Ve bu onu gururlandırmak için yeterliydi!
Şeytani bir hükümdarın sebatına sahipti. Ve bir Şeytani Hükümdarın çılgın dayanıklılığına sahipti. Ama bu aynı zamanda onun en büyük zenginliğiydi!
Jun Mo Xie'nin zihninde aniden belirsiz ve muğlak bir ilahi belirdi.
"Yukarıda gökyüzüne giden bir yol var ama ona ulaşmak bir asır alır. Başını kaldır ve güzel ağaçlara bak. Ruh dağı olan bir kalp, bir ölümsüzün eteğinde sadece bir göldür.
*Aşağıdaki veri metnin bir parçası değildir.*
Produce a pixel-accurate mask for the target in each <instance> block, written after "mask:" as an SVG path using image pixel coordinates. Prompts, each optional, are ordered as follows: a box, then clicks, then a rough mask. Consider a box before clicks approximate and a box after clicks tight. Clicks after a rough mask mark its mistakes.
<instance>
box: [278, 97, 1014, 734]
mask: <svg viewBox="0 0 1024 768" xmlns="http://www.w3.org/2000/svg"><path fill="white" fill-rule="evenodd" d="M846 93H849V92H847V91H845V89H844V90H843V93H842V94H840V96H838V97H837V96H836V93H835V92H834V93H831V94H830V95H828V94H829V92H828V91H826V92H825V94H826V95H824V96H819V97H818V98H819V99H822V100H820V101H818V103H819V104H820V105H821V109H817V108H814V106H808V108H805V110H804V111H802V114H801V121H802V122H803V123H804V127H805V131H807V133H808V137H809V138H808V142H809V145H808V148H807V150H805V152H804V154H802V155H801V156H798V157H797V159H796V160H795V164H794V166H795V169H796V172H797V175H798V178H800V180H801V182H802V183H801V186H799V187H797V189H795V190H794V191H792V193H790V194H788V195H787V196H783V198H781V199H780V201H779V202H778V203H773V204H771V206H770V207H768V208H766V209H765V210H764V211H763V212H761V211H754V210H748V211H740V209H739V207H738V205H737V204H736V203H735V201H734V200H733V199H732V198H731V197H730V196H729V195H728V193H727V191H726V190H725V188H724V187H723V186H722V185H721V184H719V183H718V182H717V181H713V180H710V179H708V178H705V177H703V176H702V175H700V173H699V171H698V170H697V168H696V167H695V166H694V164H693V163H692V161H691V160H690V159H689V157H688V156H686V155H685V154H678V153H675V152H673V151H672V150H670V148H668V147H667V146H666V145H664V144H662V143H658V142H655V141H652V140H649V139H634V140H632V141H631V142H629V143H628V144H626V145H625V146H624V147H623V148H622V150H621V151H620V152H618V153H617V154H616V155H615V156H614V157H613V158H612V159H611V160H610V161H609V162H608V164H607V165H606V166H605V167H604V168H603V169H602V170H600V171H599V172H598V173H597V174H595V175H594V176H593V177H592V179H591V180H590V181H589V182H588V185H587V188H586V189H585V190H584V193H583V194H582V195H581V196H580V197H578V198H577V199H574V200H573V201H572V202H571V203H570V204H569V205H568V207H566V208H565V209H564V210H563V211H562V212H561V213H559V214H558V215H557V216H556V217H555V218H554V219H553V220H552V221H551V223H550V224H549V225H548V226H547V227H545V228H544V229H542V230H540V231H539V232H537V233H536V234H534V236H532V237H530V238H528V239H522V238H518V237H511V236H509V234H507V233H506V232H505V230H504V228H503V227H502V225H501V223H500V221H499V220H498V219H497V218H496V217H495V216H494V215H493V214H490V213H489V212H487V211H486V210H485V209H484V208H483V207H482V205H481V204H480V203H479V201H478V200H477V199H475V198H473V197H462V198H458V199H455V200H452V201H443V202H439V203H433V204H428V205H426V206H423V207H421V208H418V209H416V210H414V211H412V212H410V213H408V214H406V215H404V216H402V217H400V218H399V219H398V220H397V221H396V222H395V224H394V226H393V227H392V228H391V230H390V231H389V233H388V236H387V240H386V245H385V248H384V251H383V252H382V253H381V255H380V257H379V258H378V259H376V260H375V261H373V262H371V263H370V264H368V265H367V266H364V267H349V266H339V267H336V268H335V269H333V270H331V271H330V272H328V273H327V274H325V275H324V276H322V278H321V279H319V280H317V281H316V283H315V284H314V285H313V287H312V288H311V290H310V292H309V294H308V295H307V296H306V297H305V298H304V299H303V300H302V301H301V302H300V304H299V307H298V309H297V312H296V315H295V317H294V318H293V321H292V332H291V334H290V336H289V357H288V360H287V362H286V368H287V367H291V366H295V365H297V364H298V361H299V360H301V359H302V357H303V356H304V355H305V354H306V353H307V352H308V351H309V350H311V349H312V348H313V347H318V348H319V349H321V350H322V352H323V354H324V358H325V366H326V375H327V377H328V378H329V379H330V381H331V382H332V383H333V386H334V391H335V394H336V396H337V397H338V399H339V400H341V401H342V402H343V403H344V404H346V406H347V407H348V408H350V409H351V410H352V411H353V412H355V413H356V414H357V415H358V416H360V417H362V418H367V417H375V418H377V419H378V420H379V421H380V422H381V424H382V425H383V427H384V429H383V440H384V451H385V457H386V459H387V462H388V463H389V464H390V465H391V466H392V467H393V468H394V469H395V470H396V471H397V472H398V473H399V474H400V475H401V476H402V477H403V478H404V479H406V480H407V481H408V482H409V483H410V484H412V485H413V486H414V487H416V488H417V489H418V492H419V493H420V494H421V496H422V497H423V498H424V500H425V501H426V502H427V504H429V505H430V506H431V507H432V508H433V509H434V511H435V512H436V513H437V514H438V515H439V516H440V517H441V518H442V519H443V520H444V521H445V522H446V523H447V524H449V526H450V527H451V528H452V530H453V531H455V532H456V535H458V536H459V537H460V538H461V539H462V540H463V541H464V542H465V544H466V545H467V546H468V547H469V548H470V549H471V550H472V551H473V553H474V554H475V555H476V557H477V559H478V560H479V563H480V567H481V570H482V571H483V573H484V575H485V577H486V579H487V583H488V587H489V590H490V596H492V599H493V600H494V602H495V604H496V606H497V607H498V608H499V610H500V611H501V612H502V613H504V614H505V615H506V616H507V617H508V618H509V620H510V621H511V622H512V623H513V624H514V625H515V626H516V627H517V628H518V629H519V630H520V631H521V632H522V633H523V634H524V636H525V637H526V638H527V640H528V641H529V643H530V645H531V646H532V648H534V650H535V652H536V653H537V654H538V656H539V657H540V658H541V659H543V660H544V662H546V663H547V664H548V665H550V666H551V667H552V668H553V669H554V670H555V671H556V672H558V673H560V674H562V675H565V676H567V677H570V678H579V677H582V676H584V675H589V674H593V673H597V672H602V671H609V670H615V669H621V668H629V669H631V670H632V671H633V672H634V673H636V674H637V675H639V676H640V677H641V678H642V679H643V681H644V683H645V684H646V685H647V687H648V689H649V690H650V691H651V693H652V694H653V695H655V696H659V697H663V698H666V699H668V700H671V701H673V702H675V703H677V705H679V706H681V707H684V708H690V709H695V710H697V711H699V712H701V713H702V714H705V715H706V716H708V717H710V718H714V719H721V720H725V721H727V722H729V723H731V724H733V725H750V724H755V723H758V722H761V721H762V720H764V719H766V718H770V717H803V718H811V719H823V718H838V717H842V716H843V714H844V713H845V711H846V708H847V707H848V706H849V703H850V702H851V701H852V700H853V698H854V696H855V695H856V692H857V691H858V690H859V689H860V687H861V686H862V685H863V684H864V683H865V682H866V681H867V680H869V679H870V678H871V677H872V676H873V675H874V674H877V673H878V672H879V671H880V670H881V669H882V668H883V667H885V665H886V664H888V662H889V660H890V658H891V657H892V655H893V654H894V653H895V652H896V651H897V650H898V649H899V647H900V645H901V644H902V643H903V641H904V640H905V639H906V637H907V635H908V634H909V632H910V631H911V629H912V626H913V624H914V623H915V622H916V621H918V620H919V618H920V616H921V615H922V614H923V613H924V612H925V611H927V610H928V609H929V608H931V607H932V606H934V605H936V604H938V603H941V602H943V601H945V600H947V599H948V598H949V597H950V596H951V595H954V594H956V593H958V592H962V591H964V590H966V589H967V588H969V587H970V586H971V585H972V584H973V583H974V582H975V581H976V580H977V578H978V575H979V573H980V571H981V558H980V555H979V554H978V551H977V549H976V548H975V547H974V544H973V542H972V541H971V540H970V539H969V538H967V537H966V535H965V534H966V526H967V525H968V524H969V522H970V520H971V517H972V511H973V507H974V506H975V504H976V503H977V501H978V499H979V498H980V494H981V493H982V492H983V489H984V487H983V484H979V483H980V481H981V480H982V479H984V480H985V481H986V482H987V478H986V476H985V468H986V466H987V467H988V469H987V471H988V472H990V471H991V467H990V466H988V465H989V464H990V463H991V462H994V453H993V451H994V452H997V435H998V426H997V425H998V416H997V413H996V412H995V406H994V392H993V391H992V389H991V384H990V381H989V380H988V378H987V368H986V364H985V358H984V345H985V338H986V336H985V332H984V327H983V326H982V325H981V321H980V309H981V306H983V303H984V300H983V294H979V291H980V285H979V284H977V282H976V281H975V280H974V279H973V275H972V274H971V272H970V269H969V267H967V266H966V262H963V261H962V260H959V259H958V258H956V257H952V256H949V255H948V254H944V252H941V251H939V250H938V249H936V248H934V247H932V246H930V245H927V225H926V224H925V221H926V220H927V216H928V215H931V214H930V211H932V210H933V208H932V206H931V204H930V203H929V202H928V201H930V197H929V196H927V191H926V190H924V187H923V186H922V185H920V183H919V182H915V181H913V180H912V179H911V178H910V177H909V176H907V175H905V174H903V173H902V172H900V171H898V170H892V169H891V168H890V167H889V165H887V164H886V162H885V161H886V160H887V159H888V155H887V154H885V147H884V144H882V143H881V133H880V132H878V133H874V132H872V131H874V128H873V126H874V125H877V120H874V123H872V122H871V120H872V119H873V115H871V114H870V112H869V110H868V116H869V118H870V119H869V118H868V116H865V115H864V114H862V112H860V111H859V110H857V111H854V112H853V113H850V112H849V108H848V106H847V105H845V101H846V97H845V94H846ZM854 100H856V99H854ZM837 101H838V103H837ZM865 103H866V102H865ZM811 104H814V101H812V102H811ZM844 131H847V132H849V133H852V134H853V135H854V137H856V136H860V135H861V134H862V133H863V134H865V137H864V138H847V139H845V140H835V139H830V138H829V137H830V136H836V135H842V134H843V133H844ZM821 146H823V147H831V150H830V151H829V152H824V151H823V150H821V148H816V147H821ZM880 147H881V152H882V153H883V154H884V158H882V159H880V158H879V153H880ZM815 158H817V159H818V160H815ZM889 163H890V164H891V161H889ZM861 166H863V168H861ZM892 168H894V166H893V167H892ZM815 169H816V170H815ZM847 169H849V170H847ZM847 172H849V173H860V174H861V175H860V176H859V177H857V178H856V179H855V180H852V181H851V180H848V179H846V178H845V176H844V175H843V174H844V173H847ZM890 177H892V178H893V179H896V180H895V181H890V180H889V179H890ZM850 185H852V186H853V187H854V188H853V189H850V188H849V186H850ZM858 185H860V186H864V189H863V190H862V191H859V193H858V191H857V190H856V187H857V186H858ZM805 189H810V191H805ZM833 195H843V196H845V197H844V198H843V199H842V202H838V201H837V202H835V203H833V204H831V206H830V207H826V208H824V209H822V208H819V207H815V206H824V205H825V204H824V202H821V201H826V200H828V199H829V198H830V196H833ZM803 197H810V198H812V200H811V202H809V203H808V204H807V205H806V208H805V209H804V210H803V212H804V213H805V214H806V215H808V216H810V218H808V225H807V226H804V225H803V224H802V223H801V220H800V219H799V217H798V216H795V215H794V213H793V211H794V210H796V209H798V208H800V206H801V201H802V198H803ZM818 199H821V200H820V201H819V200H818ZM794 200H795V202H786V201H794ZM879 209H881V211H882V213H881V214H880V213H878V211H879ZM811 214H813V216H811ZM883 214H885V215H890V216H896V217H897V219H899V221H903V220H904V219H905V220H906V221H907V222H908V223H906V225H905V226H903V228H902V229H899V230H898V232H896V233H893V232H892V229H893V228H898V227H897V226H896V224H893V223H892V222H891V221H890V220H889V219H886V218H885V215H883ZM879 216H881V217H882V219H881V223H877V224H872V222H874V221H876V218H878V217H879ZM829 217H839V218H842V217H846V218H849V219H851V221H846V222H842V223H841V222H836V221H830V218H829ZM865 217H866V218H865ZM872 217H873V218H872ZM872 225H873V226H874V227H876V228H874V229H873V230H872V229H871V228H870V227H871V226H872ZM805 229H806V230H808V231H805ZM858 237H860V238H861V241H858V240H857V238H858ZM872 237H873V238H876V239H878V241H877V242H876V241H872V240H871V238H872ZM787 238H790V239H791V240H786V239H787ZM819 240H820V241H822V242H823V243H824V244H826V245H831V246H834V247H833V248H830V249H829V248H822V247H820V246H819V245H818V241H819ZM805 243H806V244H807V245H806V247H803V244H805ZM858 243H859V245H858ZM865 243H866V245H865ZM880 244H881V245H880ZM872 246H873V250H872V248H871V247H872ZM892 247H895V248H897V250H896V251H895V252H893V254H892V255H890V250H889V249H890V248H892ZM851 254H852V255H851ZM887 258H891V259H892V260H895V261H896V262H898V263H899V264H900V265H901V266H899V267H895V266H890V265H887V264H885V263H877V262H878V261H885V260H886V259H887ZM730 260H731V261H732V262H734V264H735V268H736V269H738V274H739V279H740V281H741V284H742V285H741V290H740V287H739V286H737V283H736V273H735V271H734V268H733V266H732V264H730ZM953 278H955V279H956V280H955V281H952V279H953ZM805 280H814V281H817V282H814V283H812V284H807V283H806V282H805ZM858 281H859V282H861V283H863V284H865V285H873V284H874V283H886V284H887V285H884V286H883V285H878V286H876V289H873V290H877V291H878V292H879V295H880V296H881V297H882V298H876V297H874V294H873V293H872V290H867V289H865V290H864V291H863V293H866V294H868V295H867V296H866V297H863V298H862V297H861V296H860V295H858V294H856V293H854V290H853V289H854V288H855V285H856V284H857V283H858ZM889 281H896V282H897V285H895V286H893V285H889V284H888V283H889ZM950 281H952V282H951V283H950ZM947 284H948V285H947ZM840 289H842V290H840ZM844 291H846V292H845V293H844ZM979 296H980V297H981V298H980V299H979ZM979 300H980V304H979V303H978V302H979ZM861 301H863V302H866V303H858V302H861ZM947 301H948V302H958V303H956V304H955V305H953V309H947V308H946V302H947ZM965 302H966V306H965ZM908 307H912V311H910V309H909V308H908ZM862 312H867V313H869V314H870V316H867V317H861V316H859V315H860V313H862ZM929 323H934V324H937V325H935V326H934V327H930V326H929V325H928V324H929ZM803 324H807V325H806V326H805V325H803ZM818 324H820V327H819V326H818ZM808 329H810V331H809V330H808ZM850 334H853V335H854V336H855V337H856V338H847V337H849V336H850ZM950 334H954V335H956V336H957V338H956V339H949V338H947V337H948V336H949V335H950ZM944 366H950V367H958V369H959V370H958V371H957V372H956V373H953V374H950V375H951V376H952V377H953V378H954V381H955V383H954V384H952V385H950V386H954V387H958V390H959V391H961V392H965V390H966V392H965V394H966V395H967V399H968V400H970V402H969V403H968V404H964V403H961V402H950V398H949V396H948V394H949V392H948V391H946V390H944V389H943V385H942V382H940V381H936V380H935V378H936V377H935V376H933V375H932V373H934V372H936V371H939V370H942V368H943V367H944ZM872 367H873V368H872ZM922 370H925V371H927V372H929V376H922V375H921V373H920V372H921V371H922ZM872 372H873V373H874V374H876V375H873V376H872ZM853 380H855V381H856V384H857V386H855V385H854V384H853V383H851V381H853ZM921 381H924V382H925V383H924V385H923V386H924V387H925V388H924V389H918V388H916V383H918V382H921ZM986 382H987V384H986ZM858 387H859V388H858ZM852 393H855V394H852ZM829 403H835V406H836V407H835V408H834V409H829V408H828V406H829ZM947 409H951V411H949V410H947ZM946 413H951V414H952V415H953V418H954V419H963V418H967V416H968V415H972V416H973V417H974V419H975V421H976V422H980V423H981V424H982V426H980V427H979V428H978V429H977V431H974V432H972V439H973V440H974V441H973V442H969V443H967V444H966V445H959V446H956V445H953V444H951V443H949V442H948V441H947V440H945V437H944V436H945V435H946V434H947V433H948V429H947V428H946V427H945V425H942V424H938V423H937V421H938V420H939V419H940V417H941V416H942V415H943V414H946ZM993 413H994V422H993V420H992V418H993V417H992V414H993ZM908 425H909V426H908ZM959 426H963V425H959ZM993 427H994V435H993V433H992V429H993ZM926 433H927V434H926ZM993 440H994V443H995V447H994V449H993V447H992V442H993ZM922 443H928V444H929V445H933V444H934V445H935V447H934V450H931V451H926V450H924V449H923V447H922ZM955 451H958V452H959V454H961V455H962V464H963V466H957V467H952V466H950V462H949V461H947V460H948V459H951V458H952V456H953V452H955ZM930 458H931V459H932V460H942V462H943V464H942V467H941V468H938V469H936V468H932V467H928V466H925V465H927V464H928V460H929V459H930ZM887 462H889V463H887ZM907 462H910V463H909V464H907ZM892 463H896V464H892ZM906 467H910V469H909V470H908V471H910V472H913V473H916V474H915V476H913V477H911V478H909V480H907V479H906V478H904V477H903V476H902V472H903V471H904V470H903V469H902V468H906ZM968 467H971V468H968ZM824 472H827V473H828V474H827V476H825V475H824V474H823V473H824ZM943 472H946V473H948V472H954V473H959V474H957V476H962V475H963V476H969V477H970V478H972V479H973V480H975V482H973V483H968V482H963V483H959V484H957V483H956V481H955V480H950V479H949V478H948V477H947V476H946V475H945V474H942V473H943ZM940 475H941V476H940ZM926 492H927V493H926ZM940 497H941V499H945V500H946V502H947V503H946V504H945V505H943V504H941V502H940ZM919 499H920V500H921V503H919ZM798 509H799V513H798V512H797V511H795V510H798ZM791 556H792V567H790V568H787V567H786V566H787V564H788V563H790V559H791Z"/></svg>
Ruhun dokuz dönüşümünden sonra bu yola çıkılabilir..."
Hong Jun Pagodası'nın üçüncü katındaki aura cenneti ve dünyayı kapladı.
Sonunda başka bir engeli daha aşmıştı! Hong Jun Pagodası'nın ikinci katmanına girdiği sırada parlak bir ışık parlamıştı. Ve bu olduğunda, xiulian uygulaması Xuan Qi uygulamasının ilk dokuz seviyesini aşmıştı. Ancak, bu sefer Yeşim Xuan Zirvesi'nden Gök Xuan'ın ilk seviyesine sıçramıştı. Ve bu atılım, Xuan Qi xiulian uygulamasının dört bariyerinden birini daha ilerletmeye eşitti! Bu hayret vericiydi. Aslında, dehşet vericiydi!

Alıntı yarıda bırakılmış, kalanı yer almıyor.